UPDATED with remarks from event: Los Angeles Mayor Eric Garcetti on Monday launched LA Collab, an initiative to support Latino talent in the entertainment industry with skills development and promoting collaborations with Latinx talent, executives and creators. Organizers hope LA Collab can double Latino representation in Hollywood by 2030.
The news comes amid another movie awards season where diversity questions have again been at the fore, including at this morning’s Oscar nominations, which saw zero female directors nominated and only one actor of color nominated in the major acting categories.
Garcetti in his remarks announcing LA Collab today in Boyle Heights called out a #JusticeForJLo hashtag after Jennifer Lopez missed out on a nom for her supporting actress role in Hustlers.
Garcetti, building on the Mayor’s Office of Economic Development’s Evolve Entertainment Fund, co-founded LA Collab with Mitu founder and Acevedo Foundation president Beatriz Acevedo and Ivette Rodriguez, president of theatrical marketing PR firm AEM. The program already has garnered support by the likes of Eva Longoria, J.J. Abrams, Eli Roth, Devon Franklin, Jason Blum and Zoe Saldana. Initial funding comes from organizations including the Annenberg Foundation, WarnerMedia and Endeavor Content.
According to the MPA, Latinos represent nearly 25% of the box office. But a USC Annenberg study found that despite Lations making up 20% of the U.S. population, representation (Latino leads and co-leads in movies) has been stagnant the past decade or so (about 3%).
“The Latinx community is a growing force across L.A.’s economy, and our trademark industry should tap into that diverse pool of talent in our own backyard,” said Garcetti. “On big screens or small, in front of the camera or behind it, our studios, actors, directors, and producers inspire the world with the power of their creativity and imagination — and LA Collab will help bring new voices and dynamic storytellers into the fold by including and empowering the next generation of Latinx leaders.”

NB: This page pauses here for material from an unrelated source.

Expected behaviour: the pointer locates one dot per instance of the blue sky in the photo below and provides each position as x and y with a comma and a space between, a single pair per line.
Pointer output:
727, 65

Other leaders from the founding coalition will help provide access and experience to emerging Latinx creative talent. Eli Roth, for example, will boost Latinx horror filmmakers via his digital platform Crypt TV. Other deals with Hollywood companies include with Lionsgate’s Pantelion Films and Pantaya (recruiting voices for scripted OTT and studio projects), Shine Global (with a documentary development deal), Southern California Public Radio’s LAist Studios (a podcast development/pilot deal) and pocket.watch (a blind digital pilot deal).
Blumhouse Productions, Bad Robot, Free The Work, Hello Sunshine, Hispanic Heritage Foundation, National Association of Latino Independent Producers, National Hispanic Media Coalition, Sundance Institute, UTA and Women in Film also are supporting the initiative.
Progress will be tracked via a new Database of Latino Working Talent in Hollywood, and an advisory committee.
“As a Latina, I want to see more actors who look like me onscreen and behind the camera,” Longoria said in a release ahead of the press event this morning, which she attended along with the likes of Esai Morales, Edward James Olmos, Jim Gianopulos and Roth. “I started my own production company to create content from our community, and I became a director/producer to be in a position to hire people who look like me. With LA Collab, I want to open the door for many more Latinx creators and fuel the emergence of a better entertainment industry that elevates and celebrates the diversity and richness of my culture.”